Dia mengatur ritme napasnya. Seirama dengan rintik hujan di luar sana. Tempias hujan menyapu wajah. Memang tidak bisa menghapus kerutan-kerutan. Ah sudah, dia memang sudah tidak lagi cantik, tidak membutuhkan perawatan apa pun agar kulitnya kembali kencang. Dia menerima kenyataan bahwa usia telah mengubah kulit menjadi keriput. Sebenarnya bukan kerutan yang sedang dia pikirkan. Bukankah tidak terlalu penting memikirkan kerutan ketika sudah uzur? Dia menganggap kerutan itu sebagai guratan kehidupan yang telah dia lalui selama ini. Semakin banyak kerutan, semakin banyak pula pengalaman hidup yang pernah dia alami.

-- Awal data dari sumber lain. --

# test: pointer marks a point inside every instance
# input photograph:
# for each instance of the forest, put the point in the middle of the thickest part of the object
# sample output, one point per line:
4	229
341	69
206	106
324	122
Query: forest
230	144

Hujan, gumam mbok Kirah dalam hati.
Hujan bagi Mbok Kirah adalah doa. Satu tetes air yang ditumpahkan angkasa, adalah satu doa yang dikabulkan Tuhan. Doa-doa yang dipanjatkan manusia, mengangkasa, menuju langit paling tinggi, menuju sisi Tuhan. Lalu jika doa itu terkabul, ia akan berguguran menjadi titik-titik hujan, di suatu tempat. Begitulah dia menerjemahkan hujan.